In fact, although we are indeed losing species at an alarming rate, there is strong evidence that total global biodiversity is at an all time high. (Richard Leakey, in “The Sixth Extinction”, spent a good while discussing this.) There can be no doubt that adaptation and evolution are continuous processes and that human development has placed intensive evolutionary pressure on the planet’s ecosystems for many thousands of years. Yes, the last fifty years have seen a significant increase in that pressure but, for example, we had already cleared nigh on half the global forest by the start of the twentieth century (Prof Michael Williams, Oxford University, 2003 “Deforesting the Earth: from prehistory to global
crisis”, University of Chicago Press, Chicago; Prof William Ruddiman, “Plows, Plagues and Petroleum”, Princeton University Press), and driven many species to extinction. (Leakey, again!)
We do not know the nature of the sudden changes in climatic conditions which may ensue and wreak havoc upon our collective ecosystems. As “global warming” wisely morphed into “climate change” because the outcomes of increased atmospheric energy stores are seemingly many and varied – right through to “The Day after Tomorrow”, though I personally see little chance of that particular scenario anytime soon!
So all these protected artificialities will be poor foundation for any resurgence as they are usually isolated and “preserved in aspic”, British National Trust style, with only slight resemblance to natural, climax communities. Some of their compositional species may pull through but most will be lost in a very short time if us gardeners go off on holiday!
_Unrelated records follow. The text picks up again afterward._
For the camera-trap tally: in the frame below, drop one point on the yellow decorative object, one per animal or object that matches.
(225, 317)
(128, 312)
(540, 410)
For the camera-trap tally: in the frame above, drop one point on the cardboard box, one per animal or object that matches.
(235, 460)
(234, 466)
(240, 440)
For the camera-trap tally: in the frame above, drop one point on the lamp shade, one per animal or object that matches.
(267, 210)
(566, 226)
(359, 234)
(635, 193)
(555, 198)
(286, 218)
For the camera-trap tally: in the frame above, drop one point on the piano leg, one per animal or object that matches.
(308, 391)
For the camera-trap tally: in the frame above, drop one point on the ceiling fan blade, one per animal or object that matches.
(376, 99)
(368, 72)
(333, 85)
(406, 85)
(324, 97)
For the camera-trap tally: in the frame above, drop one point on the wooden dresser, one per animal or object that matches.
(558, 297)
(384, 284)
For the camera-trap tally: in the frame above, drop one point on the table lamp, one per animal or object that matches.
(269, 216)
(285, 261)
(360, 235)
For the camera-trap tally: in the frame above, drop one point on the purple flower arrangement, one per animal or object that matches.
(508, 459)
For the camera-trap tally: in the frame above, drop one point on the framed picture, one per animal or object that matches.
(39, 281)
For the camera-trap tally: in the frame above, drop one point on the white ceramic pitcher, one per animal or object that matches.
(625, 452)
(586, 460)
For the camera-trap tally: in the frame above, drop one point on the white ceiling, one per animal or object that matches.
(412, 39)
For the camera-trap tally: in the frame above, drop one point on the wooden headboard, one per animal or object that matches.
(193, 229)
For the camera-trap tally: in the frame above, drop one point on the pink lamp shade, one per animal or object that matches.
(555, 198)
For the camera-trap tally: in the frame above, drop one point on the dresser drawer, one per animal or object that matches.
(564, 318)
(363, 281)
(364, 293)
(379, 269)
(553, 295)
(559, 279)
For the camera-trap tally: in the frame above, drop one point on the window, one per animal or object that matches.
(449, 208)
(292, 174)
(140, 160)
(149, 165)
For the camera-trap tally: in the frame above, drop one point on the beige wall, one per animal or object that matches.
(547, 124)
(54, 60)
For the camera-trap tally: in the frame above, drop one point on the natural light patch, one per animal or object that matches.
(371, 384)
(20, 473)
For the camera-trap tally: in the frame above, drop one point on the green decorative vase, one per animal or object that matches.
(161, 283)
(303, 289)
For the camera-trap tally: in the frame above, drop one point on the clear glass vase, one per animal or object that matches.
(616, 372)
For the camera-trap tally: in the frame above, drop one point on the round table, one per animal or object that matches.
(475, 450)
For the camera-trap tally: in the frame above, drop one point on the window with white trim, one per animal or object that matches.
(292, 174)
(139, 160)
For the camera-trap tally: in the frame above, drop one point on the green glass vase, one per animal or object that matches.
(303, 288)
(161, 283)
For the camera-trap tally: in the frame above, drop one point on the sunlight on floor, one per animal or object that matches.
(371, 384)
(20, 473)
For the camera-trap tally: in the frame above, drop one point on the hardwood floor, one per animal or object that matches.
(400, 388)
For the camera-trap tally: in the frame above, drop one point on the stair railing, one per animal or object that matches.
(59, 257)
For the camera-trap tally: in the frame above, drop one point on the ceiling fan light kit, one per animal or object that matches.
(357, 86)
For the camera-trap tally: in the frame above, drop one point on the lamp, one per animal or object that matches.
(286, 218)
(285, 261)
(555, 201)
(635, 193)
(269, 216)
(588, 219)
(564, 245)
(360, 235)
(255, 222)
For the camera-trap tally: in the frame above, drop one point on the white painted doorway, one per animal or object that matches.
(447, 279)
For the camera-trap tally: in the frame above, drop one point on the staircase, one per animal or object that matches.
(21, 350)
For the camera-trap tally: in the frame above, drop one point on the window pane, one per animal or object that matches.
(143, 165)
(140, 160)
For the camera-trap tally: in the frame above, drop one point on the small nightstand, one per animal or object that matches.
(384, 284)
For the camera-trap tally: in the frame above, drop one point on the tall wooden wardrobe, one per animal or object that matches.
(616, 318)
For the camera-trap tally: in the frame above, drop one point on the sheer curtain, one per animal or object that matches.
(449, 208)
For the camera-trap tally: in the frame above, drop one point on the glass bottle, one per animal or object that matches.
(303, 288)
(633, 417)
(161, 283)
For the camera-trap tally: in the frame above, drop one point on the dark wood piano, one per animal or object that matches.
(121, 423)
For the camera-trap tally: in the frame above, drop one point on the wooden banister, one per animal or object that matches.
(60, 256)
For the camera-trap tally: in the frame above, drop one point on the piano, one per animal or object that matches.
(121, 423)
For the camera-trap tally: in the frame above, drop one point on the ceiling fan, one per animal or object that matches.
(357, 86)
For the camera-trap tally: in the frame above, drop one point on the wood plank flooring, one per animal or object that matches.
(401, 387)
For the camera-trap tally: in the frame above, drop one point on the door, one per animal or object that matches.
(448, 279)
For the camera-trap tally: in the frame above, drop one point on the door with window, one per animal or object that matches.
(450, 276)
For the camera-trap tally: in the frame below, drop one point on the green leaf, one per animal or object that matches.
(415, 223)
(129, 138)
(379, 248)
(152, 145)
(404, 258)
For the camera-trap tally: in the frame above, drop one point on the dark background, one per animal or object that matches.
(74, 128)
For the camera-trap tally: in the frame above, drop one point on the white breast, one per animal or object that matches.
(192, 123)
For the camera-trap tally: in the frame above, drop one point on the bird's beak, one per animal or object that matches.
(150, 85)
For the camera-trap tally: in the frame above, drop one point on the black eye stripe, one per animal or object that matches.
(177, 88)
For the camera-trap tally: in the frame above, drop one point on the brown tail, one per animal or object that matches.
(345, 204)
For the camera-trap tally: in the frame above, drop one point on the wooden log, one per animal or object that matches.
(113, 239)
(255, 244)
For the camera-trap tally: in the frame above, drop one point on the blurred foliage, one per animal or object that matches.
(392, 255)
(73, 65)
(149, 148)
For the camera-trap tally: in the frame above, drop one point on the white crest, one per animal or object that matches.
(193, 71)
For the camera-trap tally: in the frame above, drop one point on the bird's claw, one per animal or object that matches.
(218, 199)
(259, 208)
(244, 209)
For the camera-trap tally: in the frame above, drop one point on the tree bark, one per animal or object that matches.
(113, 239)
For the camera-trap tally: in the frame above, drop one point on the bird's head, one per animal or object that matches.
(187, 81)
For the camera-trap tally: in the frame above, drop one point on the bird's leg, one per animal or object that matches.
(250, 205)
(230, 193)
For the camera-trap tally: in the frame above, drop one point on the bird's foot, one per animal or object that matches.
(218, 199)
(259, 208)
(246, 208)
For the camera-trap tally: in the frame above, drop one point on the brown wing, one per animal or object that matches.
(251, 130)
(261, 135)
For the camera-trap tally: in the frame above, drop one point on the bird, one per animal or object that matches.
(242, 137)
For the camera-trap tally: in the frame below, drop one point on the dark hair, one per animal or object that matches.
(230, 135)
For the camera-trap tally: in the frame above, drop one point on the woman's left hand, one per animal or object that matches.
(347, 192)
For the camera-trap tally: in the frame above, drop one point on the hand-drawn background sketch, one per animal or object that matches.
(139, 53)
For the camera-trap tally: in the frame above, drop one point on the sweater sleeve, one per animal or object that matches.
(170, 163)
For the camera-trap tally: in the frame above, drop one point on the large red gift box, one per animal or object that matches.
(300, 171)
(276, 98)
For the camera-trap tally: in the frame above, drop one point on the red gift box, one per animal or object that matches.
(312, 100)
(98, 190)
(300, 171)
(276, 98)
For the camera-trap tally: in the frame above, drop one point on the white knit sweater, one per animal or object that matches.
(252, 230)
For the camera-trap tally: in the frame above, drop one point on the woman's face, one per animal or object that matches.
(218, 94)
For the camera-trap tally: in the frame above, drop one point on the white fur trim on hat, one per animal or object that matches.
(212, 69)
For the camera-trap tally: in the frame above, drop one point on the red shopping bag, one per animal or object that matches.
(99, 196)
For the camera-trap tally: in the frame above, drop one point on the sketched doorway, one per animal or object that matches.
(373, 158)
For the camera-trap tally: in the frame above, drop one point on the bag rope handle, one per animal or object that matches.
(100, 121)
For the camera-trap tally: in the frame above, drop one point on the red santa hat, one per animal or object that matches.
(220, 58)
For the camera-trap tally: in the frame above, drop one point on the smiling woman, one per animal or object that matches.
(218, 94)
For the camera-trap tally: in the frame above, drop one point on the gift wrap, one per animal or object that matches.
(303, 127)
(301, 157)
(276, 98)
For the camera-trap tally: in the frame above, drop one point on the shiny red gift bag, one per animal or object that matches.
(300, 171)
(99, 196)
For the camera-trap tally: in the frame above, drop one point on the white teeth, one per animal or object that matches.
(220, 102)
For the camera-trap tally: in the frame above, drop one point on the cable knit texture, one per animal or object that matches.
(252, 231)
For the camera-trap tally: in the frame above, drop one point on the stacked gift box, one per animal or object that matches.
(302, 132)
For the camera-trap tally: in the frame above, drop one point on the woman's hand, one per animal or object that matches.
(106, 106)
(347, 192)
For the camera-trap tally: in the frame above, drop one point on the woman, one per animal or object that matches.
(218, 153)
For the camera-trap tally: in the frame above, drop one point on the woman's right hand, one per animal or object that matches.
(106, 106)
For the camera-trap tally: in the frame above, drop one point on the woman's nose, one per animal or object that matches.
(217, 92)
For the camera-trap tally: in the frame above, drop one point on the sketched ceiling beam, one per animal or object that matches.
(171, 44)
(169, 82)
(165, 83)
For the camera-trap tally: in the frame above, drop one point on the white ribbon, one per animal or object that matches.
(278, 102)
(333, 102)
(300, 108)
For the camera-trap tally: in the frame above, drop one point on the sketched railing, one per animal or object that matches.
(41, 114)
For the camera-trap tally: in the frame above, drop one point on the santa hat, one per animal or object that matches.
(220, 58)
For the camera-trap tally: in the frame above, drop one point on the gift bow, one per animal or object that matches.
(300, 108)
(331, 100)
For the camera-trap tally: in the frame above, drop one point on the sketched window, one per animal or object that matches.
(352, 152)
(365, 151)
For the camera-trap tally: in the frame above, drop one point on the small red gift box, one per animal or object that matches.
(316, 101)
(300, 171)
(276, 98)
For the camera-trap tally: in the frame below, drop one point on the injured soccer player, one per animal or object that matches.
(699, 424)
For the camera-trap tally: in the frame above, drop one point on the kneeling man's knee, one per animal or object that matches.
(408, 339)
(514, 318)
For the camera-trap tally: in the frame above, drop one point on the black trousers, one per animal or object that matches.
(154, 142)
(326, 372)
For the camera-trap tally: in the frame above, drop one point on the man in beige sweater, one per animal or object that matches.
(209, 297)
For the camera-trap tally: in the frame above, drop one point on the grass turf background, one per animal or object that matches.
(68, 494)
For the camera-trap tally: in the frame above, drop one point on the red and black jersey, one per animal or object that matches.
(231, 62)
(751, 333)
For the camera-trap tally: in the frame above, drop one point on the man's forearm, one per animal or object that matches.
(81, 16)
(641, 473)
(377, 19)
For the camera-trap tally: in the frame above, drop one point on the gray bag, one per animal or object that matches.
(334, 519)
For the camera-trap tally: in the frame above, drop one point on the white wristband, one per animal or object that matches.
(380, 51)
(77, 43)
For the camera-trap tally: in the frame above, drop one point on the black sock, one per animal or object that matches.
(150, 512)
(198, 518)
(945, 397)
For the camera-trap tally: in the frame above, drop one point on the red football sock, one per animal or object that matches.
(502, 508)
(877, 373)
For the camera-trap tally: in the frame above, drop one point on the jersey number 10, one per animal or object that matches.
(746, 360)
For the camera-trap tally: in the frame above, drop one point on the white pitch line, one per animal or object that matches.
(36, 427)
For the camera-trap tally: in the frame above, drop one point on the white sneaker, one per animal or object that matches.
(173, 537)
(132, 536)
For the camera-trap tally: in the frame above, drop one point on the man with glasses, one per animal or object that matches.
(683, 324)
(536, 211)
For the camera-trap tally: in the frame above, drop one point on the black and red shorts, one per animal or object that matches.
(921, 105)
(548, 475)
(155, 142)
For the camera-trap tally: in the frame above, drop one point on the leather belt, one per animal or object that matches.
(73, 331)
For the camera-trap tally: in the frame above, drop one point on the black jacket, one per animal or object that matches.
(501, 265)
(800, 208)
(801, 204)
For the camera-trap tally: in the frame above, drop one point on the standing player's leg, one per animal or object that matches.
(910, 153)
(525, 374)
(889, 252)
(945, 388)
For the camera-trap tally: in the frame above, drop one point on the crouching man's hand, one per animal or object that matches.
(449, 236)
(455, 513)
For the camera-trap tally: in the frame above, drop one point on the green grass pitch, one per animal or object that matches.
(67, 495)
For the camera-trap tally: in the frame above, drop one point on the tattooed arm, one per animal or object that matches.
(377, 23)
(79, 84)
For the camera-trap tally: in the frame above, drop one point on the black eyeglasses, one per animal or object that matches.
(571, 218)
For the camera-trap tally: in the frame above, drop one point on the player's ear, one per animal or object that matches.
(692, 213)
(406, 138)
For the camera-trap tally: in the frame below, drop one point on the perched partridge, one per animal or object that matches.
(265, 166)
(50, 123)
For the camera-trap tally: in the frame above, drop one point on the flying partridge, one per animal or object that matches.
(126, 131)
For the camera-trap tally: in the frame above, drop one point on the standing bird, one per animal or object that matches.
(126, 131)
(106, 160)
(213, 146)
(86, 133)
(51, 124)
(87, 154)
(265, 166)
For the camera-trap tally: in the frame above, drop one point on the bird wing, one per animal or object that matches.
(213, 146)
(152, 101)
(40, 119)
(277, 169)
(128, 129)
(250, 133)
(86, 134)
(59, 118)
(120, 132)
Biodiversity only has merit within a healthy, natural fluid environment. Thus our emphasis should be to retain and construct such systems rather than concentrate on species collection and counting. I best heard this summarized by the wondrous buffoon Professor David Bellamy, interviewed on the radio in 1998. In a gushing confidence he stated:
“A healthy environment maintains its own biodiversity”.
Wish I’d said it first – I’ve used it ever since!
I just want to add something on the concept of a “Sustainability Index” as being a translation of a biodiversity measurement. Well, that’s it really, as in each described ecology can be ascribed an SI derived from assessment of its biodiversity but with a “fudge factor” relating to:
1 – Size of the system.
2 – Natural/undisturbed nature of the environment.(including overspill from adjacent regions).
3 – Interconnectedness with other natural, stable ecologies.
So a high SI would be reduced by being a small site or including non-native species or system management (like GM farming, for example, but actually all forms of agriculture will have a negative impact on SI). Contiguity (if that’s a word!) to other high SI ecologies would, of course, impact in a positive manner on SI.